- A pesquisa “O sono dos brasileiros”, do Ibope, aponta que sessenta e cinco por cento dos brasileiros têm baixa qualidade de sono.
- Entre os fatores estão transtornos psicológicos (ansiedade, depressão e estresse), doenças respiratórias, cardiovasculares, sobrepeso e dores musculares.
- A prática de atividade física pode melhorar o sono ao estimular melatonina, reduzir cortisol e liberar endorfina e serotonina.
- O importante é manter a frequência dos exercícios; caso haja treino de alta intensidade, recomenda-se ficar pelo menos noventa minutos entre o término e o sono.
- Exercícios específicos ajudam: aeróbicos ajudam na apneia do sono, ioga e caminhada leve reduzem ansiedade, e a musculação favorece recuperação e sono mais profundo.
De acordo com a pesquisa O sono dos brasileiros, realizada pelo Ibope, 65% dos brasileiros apresentam baixa qualidade de sono. O estudo aponta fatores como transtornos psicológicos, doenças respiratórias, cardiovasculares, sobrepeso e dores musculares. A divulgação teve foco em saúde mental e física.
Especialistas destacam que a qualidade do sono é indicadora primária da saúde do corpo e da mente.

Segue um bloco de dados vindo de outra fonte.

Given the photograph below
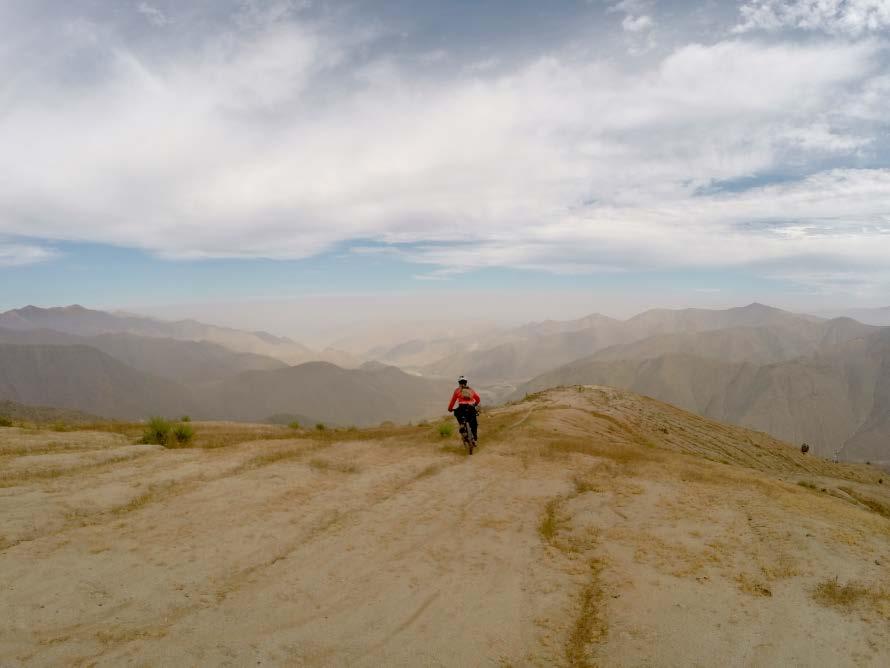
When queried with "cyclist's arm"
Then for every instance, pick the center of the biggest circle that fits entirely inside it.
(453, 400)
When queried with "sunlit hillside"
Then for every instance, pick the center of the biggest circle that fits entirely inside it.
(593, 527)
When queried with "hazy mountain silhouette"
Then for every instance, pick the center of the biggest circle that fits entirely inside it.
(187, 362)
(836, 400)
(87, 322)
(368, 395)
(85, 379)
(538, 348)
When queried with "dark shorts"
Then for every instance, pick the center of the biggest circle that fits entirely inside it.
(467, 413)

O levantamento relaciona queda de sono com estresse, ansiedade e condições médicas, sugerindo impacto direto no bem‑estar diário e no desempenho físico.
A prática regular de atividades físicas aparece como aliada importante para melhorar o sono, especialmente ao facilitar a transição do estado de alerta para o repouso profundo. O efeito ocorre por meio de mudanças fisiológicas e psicológicas no organismo.
Movimento no combate da insônia
A prática física regula o sono ao estimular melatonina e reduzir cortisol. Além disso, há aumento de endorfina e serotonina, neurotransmissores ligados ao bem‑estar e à redução da ansiedade. O corpo se prepara para desligar com mais facilidade.
O professor Anderson Teu, da Academia Gaviões 24h, aponta mecanismos pelos quais o exercício favorece o sono. Ele recomenda usar a atividade física para criar um ciclo positivo entre atividade e descanso.
Horário ideal para treinar
A regularidade na prática importa mais que o horário. Cada pessoa reage de modo diferente ao momento do treino. Treinos de alta intensidade podem elevar a adrenalina e dificultar o relaxamento para alguns.
Mantido o intervalo mínimo de 90 minutos entre o fim do treino e a hora de dormir, o sono tende a não ser prejudicado, independentemente do tipo de atividade praticada. A regra vale para HIIT e exercícios leves.
Escolha o exercício físico adequado
Exercícios aeróbicos ajudam a reduzir a apneia do sono e melhoram o condicionamento. Ioga e caminhadas leves contribuem para a saúde mental, reduzindo ansiedade e depressão associadas à insônia crônica.
Musculação e treinos de resistência favorecem a recuperação muscular e costumam promover sono mais profundo. O descanso não depende apenas da quantidade de horas, mas da qualidade do sono. Pessoas ativas costumam ter sono menos fragmentado.